The above examples tells the server the camera's position, that it may start and stop (defining the semantics of the operations in the object such that they can be acted upon is a topic for further research) the remote video stream (being authorized in a preceding request), and it assumes a simple motion detection algorithm where the average is seen to change beyond what is expected from the standard deviation. Then, the response tells the client that it may/should update the server with new information after two seconds.

User interaction

The audience and the operators need to interact with a system to set priorities for cameras and to watch video streams. For this, the user agents need to know the position of the cameras, the status, i.e. whether it is set to on or off by an operator or producer, or auto, where the audience may vote. It should also have the total number of votes for a certain camera, so that the audience may see if their votes may be better used elsewhere. Finally, hypermedia triples should be added for logged-in users, to tell the client how to cast votes. This can be done like in the following example:

HTTP Example

GET /cams/ HTTP/1.1
Host: venue.orienteering.org

200 OK
Date: Fri, 24 Jan 2014 23:16:13 +0100
Content-Type: text/turtle

@prefix rev: <http://purl.org/stuff/rev#> .
@prefix hm: <http://example.org/hypermedia#> .
@prefix hma: <http://voting.orienteering.org/hypermedia-application-specific#> .
@prefix geo: <http://www.w3.org/2003/01/geo/wgs84_pos#> .
@prefix dcmit: <http://purl.org/dc/dcmitype/> .

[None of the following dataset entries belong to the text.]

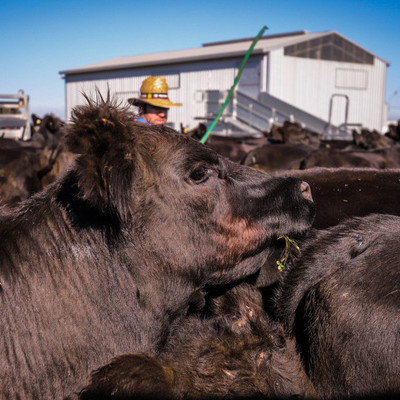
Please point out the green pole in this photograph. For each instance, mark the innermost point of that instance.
(235, 82)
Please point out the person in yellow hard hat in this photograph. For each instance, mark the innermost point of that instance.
(153, 103)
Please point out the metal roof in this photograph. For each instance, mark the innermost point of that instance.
(208, 51)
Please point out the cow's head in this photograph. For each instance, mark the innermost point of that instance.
(175, 201)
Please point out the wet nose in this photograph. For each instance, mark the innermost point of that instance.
(306, 191)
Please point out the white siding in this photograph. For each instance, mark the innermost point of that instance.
(309, 84)
(187, 83)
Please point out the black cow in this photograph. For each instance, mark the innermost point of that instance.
(234, 351)
(277, 157)
(341, 193)
(341, 302)
(102, 261)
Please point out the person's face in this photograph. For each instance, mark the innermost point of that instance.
(155, 115)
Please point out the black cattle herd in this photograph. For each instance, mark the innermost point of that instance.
(137, 263)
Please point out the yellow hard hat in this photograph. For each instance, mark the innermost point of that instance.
(154, 91)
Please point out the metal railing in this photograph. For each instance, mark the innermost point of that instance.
(262, 113)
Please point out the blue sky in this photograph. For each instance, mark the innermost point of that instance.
(41, 38)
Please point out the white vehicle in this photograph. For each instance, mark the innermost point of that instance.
(14, 116)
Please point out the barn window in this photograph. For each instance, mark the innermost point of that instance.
(331, 47)
(351, 79)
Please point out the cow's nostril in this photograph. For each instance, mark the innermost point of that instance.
(306, 191)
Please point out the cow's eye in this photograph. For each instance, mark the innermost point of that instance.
(200, 174)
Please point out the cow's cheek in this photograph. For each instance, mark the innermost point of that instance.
(235, 239)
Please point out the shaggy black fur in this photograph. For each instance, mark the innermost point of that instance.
(102, 261)
(341, 302)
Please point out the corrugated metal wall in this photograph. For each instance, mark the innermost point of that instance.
(310, 84)
(187, 83)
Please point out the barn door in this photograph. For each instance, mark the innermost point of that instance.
(250, 80)
(338, 109)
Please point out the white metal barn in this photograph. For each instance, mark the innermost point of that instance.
(322, 80)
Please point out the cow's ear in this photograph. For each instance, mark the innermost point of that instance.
(103, 134)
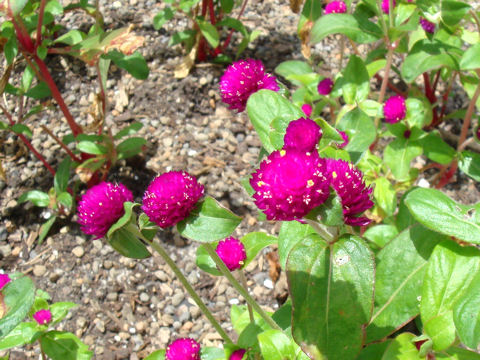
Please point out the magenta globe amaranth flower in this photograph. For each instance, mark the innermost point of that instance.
(237, 354)
(427, 25)
(345, 139)
(183, 349)
(348, 183)
(242, 79)
(4, 280)
(302, 134)
(307, 109)
(42, 317)
(335, 7)
(325, 86)
(394, 109)
(170, 197)
(289, 184)
(232, 252)
(101, 206)
(386, 5)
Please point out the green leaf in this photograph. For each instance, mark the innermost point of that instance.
(90, 147)
(454, 11)
(71, 38)
(399, 154)
(21, 335)
(398, 288)
(60, 180)
(331, 287)
(156, 355)
(130, 147)
(209, 221)
(59, 345)
(466, 314)
(469, 163)
(39, 91)
(18, 297)
(162, 17)
(22, 129)
(45, 228)
(451, 270)
(37, 197)
(471, 58)
(436, 149)
(209, 32)
(275, 345)
(438, 212)
(426, 56)
(129, 130)
(291, 233)
(134, 64)
(268, 109)
(381, 234)
(360, 130)
(385, 195)
(355, 82)
(357, 28)
(402, 348)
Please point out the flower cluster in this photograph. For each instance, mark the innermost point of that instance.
(183, 349)
(394, 109)
(242, 79)
(101, 206)
(232, 252)
(336, 7)
(170, 197)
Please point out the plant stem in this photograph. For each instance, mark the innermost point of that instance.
(383, 87)
(224, 270)
(41, 12)
(76, 129)
(243, 280)
(62, 145)
(191, 291)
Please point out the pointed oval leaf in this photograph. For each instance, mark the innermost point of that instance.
(209, 221)
(331, 287)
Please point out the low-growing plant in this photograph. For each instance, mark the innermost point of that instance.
(31, 33)
(377, 266)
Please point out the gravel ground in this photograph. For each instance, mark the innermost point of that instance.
(128, 308)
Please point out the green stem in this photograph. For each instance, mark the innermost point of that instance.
(224, 270)
(243, 280)
(159, 248)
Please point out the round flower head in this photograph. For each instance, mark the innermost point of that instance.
(170, 197)
(101, 206)
(394, 109)
(307, 109)
(242, 79)
(183, 349)
(42, 317)
(427, 25)
(345, 139)
(336, 7)
(237, 354)
(386, 5)
(4, 280)
(289, 184)
(348, 182)
(302, 134)
(232, 252)
(325, 86)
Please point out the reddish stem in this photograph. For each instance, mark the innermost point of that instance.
(41, 12)
(76, 129)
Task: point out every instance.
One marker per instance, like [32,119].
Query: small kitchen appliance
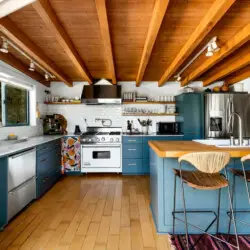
[101,150]
[54,125]
[167,128]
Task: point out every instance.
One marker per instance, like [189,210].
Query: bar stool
[207,176]
[244,175]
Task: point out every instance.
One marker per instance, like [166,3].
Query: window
[15,105]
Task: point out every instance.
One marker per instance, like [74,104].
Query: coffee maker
[54,125]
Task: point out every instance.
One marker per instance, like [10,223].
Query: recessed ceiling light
[32,66]
[4,47]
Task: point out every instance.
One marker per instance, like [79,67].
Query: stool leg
[245,178]
[184,205]
[174,205]
[232,211]
[230,217]
[218,211]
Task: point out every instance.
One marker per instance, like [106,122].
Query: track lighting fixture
[4,47]
[46,76]
[215,46]
[32,66]
[209,51]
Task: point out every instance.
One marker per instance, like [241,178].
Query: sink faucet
[240,126]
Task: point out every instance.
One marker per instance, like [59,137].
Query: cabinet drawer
[132,151]
[131,139]
[132,166]
[145,166]
[47,147]
[21,197]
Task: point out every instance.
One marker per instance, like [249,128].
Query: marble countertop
[175,149]
[8,148]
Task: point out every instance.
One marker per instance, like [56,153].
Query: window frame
[4,107]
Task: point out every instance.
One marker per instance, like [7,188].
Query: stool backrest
[207,162]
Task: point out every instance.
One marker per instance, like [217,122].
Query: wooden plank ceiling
[131,40]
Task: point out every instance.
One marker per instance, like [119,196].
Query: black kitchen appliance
[167,128]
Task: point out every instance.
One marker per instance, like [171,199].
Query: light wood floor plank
[93,212]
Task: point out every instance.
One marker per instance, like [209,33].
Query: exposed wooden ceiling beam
[104,26]
[48,15]
[238,76]
[17,64]
[231,65]
[234,43]
[214,14]
[154,27]
[8,28]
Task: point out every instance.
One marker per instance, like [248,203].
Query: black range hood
[101,94]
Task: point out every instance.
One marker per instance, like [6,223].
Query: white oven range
[101,150]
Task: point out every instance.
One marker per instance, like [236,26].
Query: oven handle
[101,146]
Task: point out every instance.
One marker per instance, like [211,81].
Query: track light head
[46,76]
[4,48]
[209,51]
[32,66]
[214,46]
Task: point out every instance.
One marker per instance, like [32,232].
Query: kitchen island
[163,158]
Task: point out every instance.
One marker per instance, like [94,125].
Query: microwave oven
[167,128]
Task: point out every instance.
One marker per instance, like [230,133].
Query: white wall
[26,131]
[76,114]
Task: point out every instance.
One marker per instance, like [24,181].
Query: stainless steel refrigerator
[219,107]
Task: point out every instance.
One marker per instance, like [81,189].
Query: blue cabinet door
[157,138]
[132,166]
[132,150]
[131,139]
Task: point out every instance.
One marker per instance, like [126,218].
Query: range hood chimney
[102,92]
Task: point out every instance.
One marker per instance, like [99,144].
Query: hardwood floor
[88,212]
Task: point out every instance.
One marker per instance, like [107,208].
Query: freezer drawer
[20,197]
[22,167]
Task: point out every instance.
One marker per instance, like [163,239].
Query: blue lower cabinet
[132,151]
[145,166]
[48,166]
[132,166]
[135,150]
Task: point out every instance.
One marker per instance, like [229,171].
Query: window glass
[16,106]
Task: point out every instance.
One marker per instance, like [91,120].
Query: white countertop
[151,134]
[8,148]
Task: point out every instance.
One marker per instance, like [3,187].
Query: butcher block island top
[175,149]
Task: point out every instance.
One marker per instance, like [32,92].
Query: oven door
[105,156]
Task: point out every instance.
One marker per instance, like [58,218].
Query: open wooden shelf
[128,102]
[62,103]
[149,114]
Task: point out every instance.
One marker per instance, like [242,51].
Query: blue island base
[162,198]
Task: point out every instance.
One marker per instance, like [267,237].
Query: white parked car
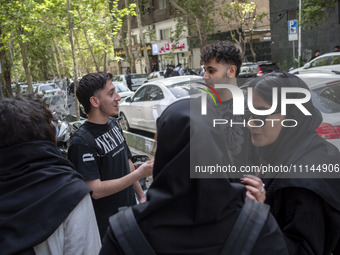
[137,79]
[48,90]
[325,88]
[122,90]
[329,61]
[156,75]
[141,110]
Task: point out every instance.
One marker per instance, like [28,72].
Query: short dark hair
[23,119]
[89,85]
[224,52]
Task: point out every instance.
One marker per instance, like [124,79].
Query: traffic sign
[292,30]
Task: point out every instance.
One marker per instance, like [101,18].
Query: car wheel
[124,123]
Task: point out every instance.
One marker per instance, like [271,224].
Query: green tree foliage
[241,15]
[42,25]
[315,11]
[200,16]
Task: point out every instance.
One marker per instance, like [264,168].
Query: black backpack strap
[90,142]
[246,229]
[128,234]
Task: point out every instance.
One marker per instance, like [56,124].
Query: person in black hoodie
[307,205]
[185,215]
[45,205]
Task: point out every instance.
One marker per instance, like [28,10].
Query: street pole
[299,56]
[294,52]
[0,84]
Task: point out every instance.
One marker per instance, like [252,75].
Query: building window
[161,4]
[165,33]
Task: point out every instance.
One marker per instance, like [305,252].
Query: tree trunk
[105,55]
[25,60]
[89,46]
[12,59]
[252,47]
[75,64]
[6,72]
[80,52]
[56,60]
[139,22]
[61,59]
[131,57]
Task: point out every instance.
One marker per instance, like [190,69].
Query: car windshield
[137,76]
[184,89]
[47,87]
[327,99]
[120,88]
[248,69]
[267,68]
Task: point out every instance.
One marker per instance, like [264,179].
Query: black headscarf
[38,190]
[299,145]
[179,207]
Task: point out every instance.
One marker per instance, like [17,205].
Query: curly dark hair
[224,52]
[88,86]
[23,119]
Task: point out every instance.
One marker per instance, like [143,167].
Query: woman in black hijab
[45,206]
[306,209]
[184,215]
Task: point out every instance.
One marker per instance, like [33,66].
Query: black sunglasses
[258,120]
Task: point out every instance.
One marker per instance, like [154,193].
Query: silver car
[325,88]
[141,110]
[328,61]
[122,90]
[136,79]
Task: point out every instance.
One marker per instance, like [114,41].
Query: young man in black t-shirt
[108,170]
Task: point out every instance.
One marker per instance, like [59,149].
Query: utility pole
[299,56]
[0,84]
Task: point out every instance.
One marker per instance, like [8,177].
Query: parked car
[155,75]
[325,88]
[48,90]
[122,90]
[137,79]
[329,61]
[141,110]
[252,70]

<rtsp://camhost1.orienteering.org/stream> a dcmit:MovingImage ;
  geo:lat 59.97061 ;
  geo:long 10.64216 ;
  ex:status ex:on .

<rtsp://camhost2.orienteering.org/stream> a dcmit:MovingImage ;
  geo:lat 59.9503 ;
  geo:long 10.7214 ;
  ex:status ex:auto ;
  hm:canBe hma:votedFor ;
  rev:hasReview </user/foo/vote/1>, </user/bar/vote/56> .

</user/foo/vote/1> rev:rating 1.2 ; 
                   rev:rewiever </user/foo> ;
		   hm:canBe hm:deleted, hm:replaced .

</user/bar/vote/56> rev:rating 5.4 ; 
                    rev:rewiever </user/bar> . 

In the above example, it is assumed that </user/foo> is authenticated and authorized to edit their votes as well as to cast votes for a certain camera.

To vote, the client would first dereference hma:votedFor to obtain something like (omitting the HTTP dialog and prefixes for brevity):

hma:votedFor rdfs:comment "To vote for a resource, add review to the
                           camera with rating."@en ;
	      hm:httpMethod "PUT" ;
	      hm:collection </user/foo/vote/> ;
	      rdfs:seeAlso [ 
	        rdfs:label "Review ontology" ;
	        rdfs:isDefinedBy <http://purl.org/stuff/rev#> . 
              ] .

Then, it should follow the directions to add their votes, e.g. with HTTP:

HTTP Example

PUT /user/foo/vote/2 HTTP/1.1
Host: venue.orienteering.org

@prefix rev: <http://purl.org/stuff/rev#> .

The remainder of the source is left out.